The integrated CMAC block has a total of 12 resets. They are TX_RESET , RX_RESET , and RX_SERDES_RESET[9:0] . During configuration TX_RESET , RX_RESET and RX_SERDES_RESET[9:0] need to be asserted High and after the clocks are stable, the resets are released. During normal operation the RX and TX paths can be asserted independently. Within the RX and TX logic paths, there are separate resets to the core and the lane logic. The reset procedure is simple and the only requirement is that a reset must be asserted until the corresponding clock(s) are stable. The 100G Ethernet IP core takes care of ensuring that the different resets are properly synchronized to the required domain.

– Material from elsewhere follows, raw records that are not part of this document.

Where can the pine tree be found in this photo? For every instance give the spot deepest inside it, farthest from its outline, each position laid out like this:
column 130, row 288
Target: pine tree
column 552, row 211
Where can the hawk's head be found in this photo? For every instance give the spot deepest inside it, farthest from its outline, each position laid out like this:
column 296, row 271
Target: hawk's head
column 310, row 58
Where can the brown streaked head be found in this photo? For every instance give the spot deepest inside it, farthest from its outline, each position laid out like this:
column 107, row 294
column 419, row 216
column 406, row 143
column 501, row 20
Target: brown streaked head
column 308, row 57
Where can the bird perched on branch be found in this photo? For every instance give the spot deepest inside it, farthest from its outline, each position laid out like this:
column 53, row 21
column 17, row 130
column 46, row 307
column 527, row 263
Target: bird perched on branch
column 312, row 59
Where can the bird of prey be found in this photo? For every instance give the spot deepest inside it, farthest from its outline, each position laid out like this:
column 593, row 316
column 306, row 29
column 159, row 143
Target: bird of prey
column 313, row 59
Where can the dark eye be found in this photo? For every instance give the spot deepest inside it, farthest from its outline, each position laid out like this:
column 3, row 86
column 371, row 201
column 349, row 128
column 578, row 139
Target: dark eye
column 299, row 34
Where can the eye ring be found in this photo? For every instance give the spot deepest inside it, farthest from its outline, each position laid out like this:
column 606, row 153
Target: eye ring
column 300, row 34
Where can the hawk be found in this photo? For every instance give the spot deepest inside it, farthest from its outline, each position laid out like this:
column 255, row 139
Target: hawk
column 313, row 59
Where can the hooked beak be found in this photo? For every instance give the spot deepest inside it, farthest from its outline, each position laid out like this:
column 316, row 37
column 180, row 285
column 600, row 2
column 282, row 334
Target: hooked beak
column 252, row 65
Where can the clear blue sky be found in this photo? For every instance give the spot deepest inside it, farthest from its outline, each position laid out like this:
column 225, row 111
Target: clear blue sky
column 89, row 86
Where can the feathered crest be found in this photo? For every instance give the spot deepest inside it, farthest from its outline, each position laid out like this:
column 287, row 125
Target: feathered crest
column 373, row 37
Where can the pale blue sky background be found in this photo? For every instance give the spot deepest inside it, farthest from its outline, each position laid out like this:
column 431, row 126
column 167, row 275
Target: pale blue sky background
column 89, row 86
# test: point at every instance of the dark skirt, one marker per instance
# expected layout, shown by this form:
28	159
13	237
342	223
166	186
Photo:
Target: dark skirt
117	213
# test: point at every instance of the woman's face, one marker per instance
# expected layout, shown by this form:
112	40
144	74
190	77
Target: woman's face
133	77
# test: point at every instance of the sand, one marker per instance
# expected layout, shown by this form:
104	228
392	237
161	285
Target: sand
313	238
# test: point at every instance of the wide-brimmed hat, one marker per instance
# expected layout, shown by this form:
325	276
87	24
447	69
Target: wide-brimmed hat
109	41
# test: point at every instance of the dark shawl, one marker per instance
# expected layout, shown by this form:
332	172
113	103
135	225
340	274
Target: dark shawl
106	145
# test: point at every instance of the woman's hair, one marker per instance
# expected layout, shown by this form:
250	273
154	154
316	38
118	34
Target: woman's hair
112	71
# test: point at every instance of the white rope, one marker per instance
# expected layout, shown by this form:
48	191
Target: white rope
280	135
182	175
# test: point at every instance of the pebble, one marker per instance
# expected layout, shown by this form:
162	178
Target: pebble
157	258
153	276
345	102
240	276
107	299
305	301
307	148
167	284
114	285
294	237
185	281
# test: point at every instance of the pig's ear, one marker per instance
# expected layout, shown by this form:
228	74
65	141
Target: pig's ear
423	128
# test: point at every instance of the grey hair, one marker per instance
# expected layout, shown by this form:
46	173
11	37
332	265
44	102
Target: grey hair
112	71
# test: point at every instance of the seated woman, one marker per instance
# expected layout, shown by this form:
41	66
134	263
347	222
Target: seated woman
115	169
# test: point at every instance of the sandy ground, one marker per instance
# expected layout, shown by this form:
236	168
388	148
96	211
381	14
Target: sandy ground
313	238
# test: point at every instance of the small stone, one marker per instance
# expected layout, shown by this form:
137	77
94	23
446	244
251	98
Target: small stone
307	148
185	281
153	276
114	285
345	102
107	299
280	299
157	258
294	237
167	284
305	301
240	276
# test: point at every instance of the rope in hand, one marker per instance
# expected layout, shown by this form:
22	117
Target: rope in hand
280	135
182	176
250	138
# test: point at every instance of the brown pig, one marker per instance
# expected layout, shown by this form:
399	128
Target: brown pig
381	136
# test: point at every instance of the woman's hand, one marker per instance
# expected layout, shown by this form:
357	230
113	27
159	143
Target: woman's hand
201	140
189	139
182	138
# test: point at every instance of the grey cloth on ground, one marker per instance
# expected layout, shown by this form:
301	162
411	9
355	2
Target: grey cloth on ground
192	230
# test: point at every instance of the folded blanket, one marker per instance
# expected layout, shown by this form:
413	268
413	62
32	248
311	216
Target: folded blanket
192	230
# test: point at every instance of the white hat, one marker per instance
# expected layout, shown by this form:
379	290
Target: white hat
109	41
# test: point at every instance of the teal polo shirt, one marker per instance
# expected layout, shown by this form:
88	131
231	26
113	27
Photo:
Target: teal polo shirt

It is up to you to ensure a reset is held until the corresponding clock is fully stable.
The 100G Ethernet IP core provides sys_reset input to reset GTs and integrated CMAC block and gtwiz_reset_tx_datapath and gtwiz_reset_rx_datapath to reset GT and CMAC RX and TX datapaths individually.
Note: Some of the control inputs to the 100G Ethernet IP core can only be modified while the core is held in reset. If one of these inputs needs changing, the appropriate RX or TX LBUS reset input ( RX_RESET or TX_RESET ) must be asserted until the control input is stabilized. All resets within the block are asynchronously asserted, and synchronously deasserted. Standard cell synchronizers are used, where applicable per guidelines to synchronize assertion and release of resets to respective clock inputs.
See This Figure and This Figure for diagrams of the clocking and resets. The available modes are based on the Vivado® Integrated Design Environment (IDE) selection and configuration. For Asynchronous mode, TXOUTCLK sources the TXUSRCLK, and RXOUTCLK sources the RXUSRCLK. Asynchronous Mode allows per specification PPM difference between clocks.